LOL! Well, what can I say. For folks in Eastern NC who pour vinegar over a piece of pork and call it BBQ you certainly don't know your Southern cooking. LOL Just kidding.

I do come from strong Southern roots, with some Cajun thrown in. Let's see - growing up I moved throught the South, Born in Huntsville, AL w/granparents in Mobile, AL & Meridian, MS. Lived in Merritt Island, FL (Mom worked at the Cape for NASA); Metairie (suburb of New Orleans), LA (Cajun influence & greatest place to ever live); Sierra Vista, AZ; Irving, TX; Little Rock, AR; back to Metairie; Atlanta, GA (stayed around there 22 yrs); Columbia, SC; and finally Concord, NC. So except for less than a year in AZ it's all been various Southern territories & food.

If you can ever find a Chitlin' Strut, you should attend. Best place to grab a tasting of all kinds of deep Southern delicacies. Just give it a try; you'll enjoy it.

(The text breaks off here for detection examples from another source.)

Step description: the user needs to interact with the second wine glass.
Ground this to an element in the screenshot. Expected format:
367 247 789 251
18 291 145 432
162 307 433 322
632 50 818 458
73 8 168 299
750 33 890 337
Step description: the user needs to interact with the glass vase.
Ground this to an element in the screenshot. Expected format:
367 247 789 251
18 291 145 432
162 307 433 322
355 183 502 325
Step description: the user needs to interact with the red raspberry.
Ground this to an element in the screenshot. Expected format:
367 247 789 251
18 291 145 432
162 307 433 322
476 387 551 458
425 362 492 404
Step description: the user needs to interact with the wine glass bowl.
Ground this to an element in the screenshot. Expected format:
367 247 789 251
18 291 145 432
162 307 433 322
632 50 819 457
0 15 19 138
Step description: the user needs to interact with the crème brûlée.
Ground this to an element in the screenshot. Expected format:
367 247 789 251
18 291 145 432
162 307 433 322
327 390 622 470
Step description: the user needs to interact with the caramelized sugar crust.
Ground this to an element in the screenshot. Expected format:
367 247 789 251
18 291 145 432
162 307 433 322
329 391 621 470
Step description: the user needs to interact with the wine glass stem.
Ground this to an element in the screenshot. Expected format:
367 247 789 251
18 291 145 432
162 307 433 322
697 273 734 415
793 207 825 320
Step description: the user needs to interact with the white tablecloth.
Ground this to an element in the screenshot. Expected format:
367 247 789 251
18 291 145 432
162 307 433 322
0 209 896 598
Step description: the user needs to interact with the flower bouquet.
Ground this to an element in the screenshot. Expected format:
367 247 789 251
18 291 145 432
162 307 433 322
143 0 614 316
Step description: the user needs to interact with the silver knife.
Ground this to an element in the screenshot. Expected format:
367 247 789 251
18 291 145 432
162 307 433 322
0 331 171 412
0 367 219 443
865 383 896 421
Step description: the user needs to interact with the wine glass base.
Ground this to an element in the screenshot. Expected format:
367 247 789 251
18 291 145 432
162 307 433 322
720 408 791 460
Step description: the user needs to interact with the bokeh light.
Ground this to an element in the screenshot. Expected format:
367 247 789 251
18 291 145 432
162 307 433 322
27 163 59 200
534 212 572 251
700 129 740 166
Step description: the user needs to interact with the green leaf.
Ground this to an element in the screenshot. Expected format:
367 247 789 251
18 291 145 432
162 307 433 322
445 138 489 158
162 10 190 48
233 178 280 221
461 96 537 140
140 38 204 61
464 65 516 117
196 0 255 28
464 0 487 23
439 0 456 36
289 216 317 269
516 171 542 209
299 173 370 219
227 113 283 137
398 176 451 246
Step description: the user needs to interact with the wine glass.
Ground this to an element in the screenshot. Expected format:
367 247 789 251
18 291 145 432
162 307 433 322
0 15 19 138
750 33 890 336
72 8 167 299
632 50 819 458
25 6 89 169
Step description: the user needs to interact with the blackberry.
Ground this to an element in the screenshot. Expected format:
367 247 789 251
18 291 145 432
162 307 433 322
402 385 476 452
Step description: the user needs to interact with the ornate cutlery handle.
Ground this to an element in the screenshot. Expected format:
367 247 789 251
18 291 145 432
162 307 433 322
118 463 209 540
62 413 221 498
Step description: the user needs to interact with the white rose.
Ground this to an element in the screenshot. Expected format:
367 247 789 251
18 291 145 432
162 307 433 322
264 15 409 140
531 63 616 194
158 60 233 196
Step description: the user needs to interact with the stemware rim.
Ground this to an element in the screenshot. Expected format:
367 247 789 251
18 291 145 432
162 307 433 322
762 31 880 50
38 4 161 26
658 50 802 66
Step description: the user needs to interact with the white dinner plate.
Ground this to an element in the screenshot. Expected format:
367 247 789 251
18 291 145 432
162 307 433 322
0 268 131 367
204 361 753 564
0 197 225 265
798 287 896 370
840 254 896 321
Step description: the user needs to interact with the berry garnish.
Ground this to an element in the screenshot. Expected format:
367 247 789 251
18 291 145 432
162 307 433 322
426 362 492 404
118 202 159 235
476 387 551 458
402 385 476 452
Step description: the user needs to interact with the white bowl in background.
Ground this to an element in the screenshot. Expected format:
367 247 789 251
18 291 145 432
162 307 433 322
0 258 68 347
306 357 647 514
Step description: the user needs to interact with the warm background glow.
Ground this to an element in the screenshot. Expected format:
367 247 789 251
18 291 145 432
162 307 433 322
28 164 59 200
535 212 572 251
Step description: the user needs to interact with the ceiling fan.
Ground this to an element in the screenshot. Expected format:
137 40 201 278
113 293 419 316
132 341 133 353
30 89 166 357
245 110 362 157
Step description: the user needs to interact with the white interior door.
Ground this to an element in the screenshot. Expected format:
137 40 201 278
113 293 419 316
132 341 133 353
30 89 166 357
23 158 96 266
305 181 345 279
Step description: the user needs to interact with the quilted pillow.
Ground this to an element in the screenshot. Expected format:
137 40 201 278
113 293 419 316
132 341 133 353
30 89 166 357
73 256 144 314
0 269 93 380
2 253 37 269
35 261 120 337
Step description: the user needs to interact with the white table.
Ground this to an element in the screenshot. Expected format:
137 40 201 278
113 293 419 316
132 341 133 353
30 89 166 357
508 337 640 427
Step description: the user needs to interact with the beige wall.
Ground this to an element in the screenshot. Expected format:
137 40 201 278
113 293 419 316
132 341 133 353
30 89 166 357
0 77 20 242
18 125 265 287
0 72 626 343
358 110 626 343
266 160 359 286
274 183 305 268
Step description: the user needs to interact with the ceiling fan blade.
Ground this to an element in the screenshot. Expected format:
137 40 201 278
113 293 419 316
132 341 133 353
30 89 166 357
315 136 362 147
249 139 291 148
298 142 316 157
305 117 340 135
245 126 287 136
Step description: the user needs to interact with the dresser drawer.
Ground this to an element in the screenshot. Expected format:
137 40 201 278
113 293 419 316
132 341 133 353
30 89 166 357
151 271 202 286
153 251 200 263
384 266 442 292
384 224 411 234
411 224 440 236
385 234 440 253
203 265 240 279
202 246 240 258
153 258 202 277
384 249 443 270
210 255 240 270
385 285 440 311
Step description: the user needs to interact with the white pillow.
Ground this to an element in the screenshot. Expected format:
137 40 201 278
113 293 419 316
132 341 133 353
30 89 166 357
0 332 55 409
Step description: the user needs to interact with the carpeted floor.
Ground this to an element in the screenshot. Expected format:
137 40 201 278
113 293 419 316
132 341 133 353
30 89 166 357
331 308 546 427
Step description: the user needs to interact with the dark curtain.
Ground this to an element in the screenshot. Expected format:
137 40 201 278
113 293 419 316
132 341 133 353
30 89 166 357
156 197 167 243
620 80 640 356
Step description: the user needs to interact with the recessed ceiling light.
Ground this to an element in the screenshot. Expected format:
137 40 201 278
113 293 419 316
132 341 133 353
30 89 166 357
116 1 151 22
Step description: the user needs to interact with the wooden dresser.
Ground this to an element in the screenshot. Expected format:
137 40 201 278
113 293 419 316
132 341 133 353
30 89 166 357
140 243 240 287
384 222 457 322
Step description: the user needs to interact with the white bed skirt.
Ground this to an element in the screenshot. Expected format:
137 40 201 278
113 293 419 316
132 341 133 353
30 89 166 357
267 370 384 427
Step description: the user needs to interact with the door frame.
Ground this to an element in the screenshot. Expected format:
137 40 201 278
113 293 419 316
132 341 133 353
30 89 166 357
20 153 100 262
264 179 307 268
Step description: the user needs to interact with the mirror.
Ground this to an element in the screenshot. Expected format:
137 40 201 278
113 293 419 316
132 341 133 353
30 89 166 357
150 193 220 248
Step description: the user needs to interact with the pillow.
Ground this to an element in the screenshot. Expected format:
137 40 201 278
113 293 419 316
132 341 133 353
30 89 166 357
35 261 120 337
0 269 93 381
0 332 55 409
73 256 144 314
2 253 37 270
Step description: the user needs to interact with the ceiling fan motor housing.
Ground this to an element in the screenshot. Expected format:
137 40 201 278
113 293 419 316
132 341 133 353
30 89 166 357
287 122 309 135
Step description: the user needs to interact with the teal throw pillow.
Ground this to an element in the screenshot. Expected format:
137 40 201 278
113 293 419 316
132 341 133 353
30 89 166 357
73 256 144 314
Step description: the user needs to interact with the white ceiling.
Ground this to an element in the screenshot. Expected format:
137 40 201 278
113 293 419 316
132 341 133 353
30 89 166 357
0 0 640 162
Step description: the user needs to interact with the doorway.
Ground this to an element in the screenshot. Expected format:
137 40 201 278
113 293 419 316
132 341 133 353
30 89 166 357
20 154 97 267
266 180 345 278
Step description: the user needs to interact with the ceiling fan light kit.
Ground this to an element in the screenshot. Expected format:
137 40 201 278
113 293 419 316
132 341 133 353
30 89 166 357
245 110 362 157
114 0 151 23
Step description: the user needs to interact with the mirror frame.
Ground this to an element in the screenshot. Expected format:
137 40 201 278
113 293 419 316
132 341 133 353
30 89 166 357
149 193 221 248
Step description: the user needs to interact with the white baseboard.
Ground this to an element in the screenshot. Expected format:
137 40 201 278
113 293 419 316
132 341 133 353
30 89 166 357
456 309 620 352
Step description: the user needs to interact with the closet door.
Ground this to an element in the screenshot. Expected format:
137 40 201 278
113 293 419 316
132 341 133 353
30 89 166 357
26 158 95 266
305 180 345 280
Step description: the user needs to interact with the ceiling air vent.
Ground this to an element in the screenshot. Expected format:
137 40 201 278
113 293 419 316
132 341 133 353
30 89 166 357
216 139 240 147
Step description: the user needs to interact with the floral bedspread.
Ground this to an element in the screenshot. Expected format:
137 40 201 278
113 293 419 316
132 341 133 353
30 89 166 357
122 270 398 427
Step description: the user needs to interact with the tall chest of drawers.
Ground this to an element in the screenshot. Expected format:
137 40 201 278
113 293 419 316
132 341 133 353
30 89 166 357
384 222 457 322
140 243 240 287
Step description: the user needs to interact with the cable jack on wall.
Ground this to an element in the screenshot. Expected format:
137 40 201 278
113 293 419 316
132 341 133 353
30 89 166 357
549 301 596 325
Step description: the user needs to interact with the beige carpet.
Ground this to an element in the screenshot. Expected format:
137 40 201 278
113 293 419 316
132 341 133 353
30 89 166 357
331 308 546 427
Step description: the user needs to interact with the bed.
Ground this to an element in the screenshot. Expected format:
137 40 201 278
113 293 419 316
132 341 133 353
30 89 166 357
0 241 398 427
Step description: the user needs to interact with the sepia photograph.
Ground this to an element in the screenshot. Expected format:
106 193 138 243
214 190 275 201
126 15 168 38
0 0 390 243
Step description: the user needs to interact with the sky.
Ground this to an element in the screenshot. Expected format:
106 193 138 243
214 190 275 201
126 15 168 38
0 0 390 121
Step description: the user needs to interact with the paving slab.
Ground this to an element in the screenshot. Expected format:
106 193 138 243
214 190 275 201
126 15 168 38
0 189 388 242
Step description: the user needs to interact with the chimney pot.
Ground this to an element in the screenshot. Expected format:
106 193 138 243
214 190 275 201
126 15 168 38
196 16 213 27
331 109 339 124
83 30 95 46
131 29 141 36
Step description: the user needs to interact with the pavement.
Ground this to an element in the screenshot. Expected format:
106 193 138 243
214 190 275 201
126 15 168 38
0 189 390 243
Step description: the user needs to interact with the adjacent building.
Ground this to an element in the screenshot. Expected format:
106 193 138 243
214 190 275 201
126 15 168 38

Ya'll come back now, ya hear! LOL


----------



## Dr. Syn (May 29, 2003)

You've defintely toured the south more than me. I've visited poeple thru the lower southern states but never spent much time there - not long enough to eat all the strange stuff. I guess I'm a northern southerner up here in Raleigh. I am pretty picky about my BBQ though!


----------